In mid-January 2016 Hart joined the Racing & Wagering Western Australia Owners Only program as an ambassador. Hart's role is to promote the project and its associated benefits, as well as attending a variety of Owners Only events. This organisation is designed to encourage Western Australians to buy into racing horses or dogs; as Hart describes it, "something which has given him a lifetime of enjoyment".
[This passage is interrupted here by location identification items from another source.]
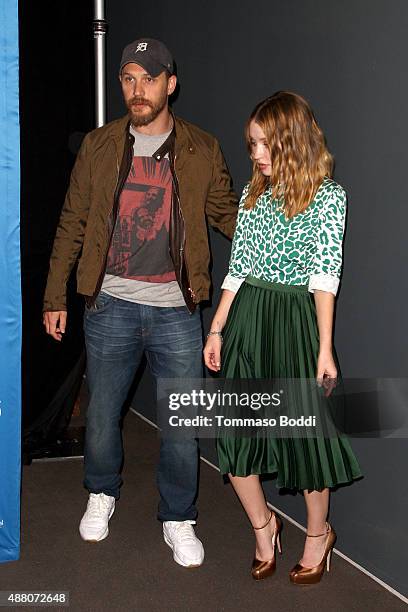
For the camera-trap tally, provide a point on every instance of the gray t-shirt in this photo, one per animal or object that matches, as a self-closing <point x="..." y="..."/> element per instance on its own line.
<point x="139" y="267"/>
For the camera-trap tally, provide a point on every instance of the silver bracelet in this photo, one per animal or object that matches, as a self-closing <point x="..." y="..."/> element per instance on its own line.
<point x="215" y="333"/>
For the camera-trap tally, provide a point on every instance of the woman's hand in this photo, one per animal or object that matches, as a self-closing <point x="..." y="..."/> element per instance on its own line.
<point x="326" y="372"/>
<point x="212" y="353"/>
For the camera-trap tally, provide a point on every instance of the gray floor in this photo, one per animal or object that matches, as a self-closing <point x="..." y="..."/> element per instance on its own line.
<point x="133" y="569"/>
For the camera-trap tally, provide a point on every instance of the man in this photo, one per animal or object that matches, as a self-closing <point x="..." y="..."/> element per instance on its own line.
<point x="135" y="214"/>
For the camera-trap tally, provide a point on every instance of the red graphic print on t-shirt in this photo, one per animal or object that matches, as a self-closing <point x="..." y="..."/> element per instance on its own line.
<point x="140" y="242"/>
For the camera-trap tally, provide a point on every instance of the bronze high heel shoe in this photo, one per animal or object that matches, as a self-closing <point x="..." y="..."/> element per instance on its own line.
<point x="263" y="569"/>
<point x="312" y="575"/>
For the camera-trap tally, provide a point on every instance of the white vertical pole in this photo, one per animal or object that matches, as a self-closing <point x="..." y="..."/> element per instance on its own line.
<point x="99" y="31"/>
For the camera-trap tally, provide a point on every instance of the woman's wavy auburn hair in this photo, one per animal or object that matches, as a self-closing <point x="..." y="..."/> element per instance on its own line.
<point x="299" y="156"/>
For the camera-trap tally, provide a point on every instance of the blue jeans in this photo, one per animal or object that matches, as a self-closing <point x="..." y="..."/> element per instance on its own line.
<point x="117" y="333"/>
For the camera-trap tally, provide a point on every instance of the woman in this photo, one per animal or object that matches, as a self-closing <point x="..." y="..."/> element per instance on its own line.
<point x="287" y="250"/>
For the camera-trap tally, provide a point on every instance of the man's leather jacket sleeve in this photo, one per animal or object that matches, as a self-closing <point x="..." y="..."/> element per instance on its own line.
<point x="222" y="202"/>
<point x="70" y="232"/>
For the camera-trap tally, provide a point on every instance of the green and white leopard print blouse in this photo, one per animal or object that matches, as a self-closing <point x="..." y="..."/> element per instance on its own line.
<point x="304" y="250"/>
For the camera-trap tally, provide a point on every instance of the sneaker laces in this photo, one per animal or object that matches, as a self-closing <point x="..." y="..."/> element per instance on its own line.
<point x="184" y="531"/>
<point x="97" y="504"/>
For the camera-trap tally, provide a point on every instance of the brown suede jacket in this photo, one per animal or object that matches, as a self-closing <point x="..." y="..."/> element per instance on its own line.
<point x="202" y="191"/>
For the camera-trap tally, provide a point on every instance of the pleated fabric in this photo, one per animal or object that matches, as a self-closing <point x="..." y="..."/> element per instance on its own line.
<point x="271" y="332"/>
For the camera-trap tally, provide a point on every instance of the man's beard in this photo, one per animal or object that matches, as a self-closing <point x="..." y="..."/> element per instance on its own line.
<point x="139" y="119"/>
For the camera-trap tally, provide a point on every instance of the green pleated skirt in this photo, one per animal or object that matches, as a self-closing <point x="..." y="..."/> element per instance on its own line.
<point x="271" y="332"/>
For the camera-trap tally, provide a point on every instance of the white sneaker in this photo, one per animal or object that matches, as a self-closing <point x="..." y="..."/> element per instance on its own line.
<point x="187" y="549"/>
<point x="94" y="524"/>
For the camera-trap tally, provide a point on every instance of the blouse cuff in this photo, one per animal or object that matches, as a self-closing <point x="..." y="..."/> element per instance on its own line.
<point x="231" y="283"/>
<point x="323" y="282"/>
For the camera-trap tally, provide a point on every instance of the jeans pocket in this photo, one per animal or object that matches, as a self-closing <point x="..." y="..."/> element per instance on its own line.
<point x="102" y="301"/>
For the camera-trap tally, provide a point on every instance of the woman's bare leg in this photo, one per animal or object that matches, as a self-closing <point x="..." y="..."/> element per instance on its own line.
<point x="317" y="505"/>
<point x="252" y="498"/>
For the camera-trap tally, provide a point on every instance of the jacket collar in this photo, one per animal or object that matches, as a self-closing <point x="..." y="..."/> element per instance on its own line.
<point x="177" y="140"/>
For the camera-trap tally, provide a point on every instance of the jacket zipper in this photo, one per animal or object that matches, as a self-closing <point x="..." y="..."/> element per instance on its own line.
<point x="183" y="241"/>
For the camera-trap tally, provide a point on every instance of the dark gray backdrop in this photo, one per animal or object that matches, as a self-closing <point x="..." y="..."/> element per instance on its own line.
<point x="348" y="58"/>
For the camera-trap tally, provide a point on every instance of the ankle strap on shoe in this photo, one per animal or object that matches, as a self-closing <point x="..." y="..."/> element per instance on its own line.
<point x="267" y="522"/>
<point x="319" y="535"/>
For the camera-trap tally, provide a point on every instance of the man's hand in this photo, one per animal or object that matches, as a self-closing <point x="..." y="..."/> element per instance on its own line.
<point x="212" y="353"/>
<point x="55" y="322"/>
Hart's involvement in the racing industry dates back to his time at Rick Hart Group, being a registered bookie from 1979 to 1992. Throughout this period he became one of Australia's highest-profile bookmakers and a president of the Western Australia Bookmakers' Association. In 1989, then chairman of the Bookmakers' Association, Hart resigned from the industry due to the way in which the Turf Club and other aspects of the industry were treating bookmakers in this state. Hart ultimately stayed close to the industry, becoming a member of the Western Australian Turf Club Committee and named apparent heir to the chairmanship of the committee, before being appointed chairman of the Fremantle Dockers in 2003.